Ex-vice-presidente apresenta no México segunda parte do documentário ‘Uma Verdade Inconveniente’

Al Gore na pré-estreia de ‘Uma Verdade Inconveniente 2’
Al Gore na pré-estreia de ‘Uma Verdade Inconveniente 2’FICM
L.P.B.

O principal porta-voz da luta contra a mudança climática tem problemas de sudorese. O México recebeu Al Gore (Washington, 1948) com bom clima. O Festival Internacional de Cinema de Morelia, o mais importante do país, viu o sol em seu 15º ano, após duas edições marcadas por chuvas torrenciais decorrentes da passagem de furacões pelo país. A temperatura calorosa obrigou a equipe do 45º vice-presidente dos Estados Unidos a comprar um ar condicionado especial para sua estadia em um hotel da capital de Michoacán. Entretanto, quando o político democrata, ganhador do Prêmio Nobel da Paz de 2007, se dirigiu ao tapete vermelho de Uma Verdade Inconveniente 2, começou a chover forte.

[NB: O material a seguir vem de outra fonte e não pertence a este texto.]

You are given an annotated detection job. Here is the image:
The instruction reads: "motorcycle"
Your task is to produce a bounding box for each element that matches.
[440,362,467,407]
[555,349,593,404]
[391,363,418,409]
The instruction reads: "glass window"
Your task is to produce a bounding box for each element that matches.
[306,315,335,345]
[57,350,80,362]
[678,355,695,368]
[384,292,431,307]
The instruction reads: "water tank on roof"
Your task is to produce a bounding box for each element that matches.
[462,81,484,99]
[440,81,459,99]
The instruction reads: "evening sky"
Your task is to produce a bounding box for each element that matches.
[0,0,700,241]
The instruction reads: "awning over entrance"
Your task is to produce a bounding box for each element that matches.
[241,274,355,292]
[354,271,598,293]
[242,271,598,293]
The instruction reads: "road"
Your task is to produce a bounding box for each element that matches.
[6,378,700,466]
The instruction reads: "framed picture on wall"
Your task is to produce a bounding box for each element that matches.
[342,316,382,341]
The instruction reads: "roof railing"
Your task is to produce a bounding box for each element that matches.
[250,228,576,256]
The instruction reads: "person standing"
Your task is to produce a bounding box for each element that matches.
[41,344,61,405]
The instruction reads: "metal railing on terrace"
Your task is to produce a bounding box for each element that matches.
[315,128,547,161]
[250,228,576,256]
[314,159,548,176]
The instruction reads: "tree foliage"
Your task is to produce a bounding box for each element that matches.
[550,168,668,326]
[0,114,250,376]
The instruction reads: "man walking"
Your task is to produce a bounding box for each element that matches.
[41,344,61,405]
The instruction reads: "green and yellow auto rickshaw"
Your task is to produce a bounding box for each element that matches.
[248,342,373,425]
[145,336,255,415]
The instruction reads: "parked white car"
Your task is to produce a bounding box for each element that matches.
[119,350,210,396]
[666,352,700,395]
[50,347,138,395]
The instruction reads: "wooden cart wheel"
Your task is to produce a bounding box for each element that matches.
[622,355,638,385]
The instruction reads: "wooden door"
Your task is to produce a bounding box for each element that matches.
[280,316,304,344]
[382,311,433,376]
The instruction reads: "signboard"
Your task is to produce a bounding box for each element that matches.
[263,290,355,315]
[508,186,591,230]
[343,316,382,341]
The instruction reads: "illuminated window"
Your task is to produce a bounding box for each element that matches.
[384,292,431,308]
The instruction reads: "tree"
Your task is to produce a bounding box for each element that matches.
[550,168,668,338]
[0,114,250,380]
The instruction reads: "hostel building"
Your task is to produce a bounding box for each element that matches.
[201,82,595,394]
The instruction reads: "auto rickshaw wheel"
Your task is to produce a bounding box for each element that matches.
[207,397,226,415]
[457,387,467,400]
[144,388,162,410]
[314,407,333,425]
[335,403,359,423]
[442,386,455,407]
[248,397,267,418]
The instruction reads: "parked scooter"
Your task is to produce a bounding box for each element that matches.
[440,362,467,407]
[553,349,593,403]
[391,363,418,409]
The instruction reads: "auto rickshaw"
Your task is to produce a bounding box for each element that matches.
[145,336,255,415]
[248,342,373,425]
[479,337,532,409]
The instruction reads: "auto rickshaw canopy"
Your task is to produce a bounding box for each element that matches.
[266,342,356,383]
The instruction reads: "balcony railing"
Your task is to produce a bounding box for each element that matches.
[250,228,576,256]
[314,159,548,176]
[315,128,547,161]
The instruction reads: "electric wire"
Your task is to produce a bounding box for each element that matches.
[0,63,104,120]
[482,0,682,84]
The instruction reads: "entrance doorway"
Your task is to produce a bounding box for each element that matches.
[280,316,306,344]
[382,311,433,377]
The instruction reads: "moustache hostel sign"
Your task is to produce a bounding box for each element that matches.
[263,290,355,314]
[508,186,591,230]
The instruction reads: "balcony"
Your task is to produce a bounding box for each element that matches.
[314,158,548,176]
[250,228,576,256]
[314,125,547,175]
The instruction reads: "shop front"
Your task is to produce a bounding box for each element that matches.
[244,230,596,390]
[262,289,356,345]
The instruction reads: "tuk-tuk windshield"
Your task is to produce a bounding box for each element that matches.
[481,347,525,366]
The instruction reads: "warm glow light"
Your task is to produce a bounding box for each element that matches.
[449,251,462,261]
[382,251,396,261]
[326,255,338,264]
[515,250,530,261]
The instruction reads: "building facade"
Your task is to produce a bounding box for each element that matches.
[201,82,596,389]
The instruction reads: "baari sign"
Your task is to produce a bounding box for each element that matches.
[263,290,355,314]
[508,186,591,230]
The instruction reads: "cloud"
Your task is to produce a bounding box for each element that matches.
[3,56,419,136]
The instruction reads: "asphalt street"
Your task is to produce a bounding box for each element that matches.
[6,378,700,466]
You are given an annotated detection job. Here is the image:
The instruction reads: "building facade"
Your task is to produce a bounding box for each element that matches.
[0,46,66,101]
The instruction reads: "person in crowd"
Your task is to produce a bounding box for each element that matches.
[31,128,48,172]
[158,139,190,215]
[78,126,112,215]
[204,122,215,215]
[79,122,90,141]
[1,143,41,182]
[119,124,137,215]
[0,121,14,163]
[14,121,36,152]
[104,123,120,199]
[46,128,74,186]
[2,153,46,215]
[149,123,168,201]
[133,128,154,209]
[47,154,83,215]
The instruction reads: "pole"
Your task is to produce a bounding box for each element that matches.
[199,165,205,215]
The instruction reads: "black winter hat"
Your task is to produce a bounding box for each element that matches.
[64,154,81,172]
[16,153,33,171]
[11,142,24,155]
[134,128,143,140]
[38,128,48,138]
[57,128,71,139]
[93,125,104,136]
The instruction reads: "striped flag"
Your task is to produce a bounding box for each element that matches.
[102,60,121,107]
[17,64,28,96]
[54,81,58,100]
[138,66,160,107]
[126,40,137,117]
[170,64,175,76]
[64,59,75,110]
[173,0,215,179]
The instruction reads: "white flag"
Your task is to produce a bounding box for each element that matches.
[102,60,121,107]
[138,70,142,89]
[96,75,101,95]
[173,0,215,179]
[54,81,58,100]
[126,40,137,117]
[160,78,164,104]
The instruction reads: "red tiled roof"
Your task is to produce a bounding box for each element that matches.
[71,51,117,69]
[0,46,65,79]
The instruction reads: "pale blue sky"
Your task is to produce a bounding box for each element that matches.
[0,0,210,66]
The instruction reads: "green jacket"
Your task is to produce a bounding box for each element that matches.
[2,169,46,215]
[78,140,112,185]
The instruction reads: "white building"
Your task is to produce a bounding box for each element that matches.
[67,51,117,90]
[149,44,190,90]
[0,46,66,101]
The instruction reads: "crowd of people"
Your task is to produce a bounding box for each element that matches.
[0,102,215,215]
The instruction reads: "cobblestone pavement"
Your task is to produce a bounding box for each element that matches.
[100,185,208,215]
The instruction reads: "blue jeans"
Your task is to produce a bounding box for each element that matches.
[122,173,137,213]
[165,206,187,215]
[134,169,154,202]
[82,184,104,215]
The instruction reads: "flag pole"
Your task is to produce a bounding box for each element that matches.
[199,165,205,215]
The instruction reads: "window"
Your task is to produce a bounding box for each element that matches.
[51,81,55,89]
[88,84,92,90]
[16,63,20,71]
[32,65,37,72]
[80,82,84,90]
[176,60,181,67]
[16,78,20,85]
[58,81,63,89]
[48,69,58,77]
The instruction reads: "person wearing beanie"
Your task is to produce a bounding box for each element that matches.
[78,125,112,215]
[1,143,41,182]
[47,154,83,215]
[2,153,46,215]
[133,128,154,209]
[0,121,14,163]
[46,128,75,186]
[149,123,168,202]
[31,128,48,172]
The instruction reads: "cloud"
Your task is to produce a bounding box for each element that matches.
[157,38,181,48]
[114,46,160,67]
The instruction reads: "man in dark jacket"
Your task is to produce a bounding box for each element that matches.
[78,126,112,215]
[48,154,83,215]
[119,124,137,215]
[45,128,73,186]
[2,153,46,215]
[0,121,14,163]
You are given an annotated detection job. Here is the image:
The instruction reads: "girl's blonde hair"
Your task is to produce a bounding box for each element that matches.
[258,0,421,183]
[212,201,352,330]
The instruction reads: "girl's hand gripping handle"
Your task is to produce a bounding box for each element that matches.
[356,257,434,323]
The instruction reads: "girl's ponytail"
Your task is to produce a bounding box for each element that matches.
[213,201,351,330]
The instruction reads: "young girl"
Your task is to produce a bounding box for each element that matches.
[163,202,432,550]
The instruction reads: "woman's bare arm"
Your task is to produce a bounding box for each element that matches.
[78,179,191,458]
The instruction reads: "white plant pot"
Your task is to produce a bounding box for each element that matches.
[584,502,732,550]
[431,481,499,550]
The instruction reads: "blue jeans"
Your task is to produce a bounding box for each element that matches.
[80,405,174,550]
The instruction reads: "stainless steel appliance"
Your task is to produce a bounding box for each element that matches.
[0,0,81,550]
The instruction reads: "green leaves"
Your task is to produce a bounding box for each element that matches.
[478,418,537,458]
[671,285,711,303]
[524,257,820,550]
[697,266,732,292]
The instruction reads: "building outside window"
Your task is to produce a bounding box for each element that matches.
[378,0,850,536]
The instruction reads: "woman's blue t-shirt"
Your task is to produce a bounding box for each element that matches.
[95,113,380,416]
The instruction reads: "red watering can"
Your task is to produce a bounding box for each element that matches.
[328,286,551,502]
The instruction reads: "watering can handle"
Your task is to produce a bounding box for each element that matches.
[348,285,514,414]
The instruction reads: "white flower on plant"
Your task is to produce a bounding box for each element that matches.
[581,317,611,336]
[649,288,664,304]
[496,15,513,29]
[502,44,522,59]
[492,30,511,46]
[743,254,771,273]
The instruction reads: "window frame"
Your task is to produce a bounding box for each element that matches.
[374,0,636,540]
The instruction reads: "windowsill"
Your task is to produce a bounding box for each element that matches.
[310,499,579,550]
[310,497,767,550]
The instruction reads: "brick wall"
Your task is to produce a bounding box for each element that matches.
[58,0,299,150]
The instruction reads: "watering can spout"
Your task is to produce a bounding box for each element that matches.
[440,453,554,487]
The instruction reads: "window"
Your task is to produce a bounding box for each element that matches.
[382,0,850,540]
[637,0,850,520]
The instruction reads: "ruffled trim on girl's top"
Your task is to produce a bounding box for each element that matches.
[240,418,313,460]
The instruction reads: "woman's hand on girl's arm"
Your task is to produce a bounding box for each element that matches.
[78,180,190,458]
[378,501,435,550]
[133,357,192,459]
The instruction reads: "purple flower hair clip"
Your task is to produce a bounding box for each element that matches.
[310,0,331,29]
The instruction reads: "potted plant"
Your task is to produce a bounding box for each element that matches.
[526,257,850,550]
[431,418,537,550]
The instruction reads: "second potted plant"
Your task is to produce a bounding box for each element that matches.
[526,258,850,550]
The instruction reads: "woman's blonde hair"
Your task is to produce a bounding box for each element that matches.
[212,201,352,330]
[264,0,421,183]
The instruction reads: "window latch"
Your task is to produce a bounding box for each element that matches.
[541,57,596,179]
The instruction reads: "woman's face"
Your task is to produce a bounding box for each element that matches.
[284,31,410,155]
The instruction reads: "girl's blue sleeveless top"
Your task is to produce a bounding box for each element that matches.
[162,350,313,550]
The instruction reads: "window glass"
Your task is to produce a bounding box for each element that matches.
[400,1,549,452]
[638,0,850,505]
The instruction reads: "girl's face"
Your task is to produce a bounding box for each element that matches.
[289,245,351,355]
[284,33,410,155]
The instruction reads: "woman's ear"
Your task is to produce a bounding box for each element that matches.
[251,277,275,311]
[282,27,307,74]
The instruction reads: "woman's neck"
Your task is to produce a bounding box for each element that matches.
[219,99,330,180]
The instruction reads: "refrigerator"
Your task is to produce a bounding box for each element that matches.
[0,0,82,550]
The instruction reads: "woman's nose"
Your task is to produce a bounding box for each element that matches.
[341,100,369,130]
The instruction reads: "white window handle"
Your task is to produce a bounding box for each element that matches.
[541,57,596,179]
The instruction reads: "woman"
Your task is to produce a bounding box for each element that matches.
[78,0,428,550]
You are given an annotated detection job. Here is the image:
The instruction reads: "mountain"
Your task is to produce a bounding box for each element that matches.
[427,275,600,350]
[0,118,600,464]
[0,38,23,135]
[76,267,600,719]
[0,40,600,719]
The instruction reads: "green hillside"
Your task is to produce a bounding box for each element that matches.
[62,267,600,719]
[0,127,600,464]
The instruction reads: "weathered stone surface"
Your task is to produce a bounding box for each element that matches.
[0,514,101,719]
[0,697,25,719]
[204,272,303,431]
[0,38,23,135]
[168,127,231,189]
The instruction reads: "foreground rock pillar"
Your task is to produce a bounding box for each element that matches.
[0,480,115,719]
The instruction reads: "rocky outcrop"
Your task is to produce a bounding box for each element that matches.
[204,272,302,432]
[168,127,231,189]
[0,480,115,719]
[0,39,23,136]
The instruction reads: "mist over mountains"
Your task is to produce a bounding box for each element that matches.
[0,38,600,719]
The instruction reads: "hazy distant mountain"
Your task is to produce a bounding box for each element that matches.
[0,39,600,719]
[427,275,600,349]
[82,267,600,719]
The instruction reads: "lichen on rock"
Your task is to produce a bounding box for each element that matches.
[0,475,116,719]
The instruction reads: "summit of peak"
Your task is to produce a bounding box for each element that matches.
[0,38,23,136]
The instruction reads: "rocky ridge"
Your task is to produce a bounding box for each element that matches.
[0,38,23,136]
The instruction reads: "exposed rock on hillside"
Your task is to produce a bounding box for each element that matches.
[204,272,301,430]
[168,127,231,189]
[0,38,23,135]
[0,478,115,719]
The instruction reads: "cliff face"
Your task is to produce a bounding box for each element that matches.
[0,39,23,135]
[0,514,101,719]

Esse comportamento errático do clima foi em parte o que levou Gore a decidir fazer uma sequência do seu bem-sucedido documentário de 2006, ganhador de dois Oscars. “Os eventos extremos relacionados ao clima são agora mais destrutivos. Os telejornais noturnos se transformaram em um passeio da natureza pelo livro das revelações”, disse Gore numa entrevista. O ex-vice-presidente (1993-2001) fazia referência à intensa temporada de tragédias climáticas no seu país, que neste ano foi açoitado pelos furacões Harvey, Maria e Irma e por violentos incêndios florestais na Califórnia.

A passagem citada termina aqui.